08 de julho de 2026
Geral

Santa Rita

Adriana Rota
| Tempo de leitura: 2 min

"Santa das causas impossíveis" lota paróquia de Bauru

Texto: Adriana Rota

A Paróquia Santa Rita de Cássia comemorou o dia da padroeira, ontem, com a presença de inúmeros fiéis nas missas das 7h30, 15 e 20 horas. Considerada como a "santa das causas impossíveis", ela transformou o ambiente num imenso vaso de flores vermelhas, símbolo do que seria um de seus milagres.

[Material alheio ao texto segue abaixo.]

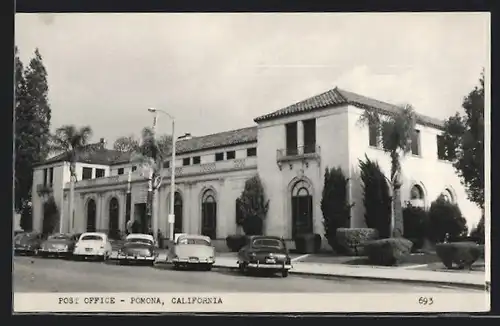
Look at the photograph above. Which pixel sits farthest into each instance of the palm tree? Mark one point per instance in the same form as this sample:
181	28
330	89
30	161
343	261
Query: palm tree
397	130
150	154
71	140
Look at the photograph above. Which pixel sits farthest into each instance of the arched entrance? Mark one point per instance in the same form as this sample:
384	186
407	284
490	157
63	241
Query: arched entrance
302	216
209	214
91	216
114	218
178	212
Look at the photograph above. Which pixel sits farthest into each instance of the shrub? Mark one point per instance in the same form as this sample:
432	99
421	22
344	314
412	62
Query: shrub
445	217
252	207
387	252
376	197
235	242
478	232
415	225
462	254
309	243
334	205
352	240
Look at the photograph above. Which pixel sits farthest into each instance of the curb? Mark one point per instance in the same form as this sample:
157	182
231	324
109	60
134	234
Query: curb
373	278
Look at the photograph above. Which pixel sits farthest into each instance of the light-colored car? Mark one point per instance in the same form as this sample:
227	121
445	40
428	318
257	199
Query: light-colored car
138	248
193	251
92	245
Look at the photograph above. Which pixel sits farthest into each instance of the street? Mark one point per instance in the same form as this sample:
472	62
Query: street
57	275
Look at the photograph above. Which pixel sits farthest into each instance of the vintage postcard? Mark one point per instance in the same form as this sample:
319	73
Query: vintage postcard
196	162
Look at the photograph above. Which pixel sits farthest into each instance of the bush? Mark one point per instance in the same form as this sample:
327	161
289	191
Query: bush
352	240
415	225
376	197
478	232
334	205
252	207
388	252
462	254
308	243
236	242
445	217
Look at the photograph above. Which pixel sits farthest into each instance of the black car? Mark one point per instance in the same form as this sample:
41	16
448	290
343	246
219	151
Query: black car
28	243
59	245
137	248
266	253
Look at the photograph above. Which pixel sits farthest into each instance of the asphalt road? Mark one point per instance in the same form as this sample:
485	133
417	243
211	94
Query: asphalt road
55	275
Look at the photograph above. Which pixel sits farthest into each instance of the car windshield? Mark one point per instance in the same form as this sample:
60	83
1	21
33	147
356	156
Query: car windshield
268	243
91	238
58	237
202	242
140	240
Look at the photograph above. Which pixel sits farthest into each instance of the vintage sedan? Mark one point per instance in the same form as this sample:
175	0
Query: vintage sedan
28	243
92	245
59	245
193	251
137	248
265	253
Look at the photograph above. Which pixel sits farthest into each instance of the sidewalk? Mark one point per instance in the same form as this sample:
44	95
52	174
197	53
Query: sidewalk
462	278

De manhã e à tarde, as missas contaram com a bênção das rosas, que os participantes levaram para casa "não como amuleto, mas como símbolo de esperança e de proteção", segundo ressaltou o padre José Maria Dornelas Carolino. O encerramento das comemorações pelo dia da Santa teve, ainda, uma procissão luminosa,

às 19h30.

A aposentada Railda Coimbra Couto carregava a sua rosa. Devota, saiu do Parque Bela Vista para reverenciar à Santa, descrita como um "modelo de vida para os cristãos". A estudante Rosilene Aparecida Nunes, 21 anos, compartilha dessa opinião. Ela disse que pediu, especialmente, pela saúde de dois amigos.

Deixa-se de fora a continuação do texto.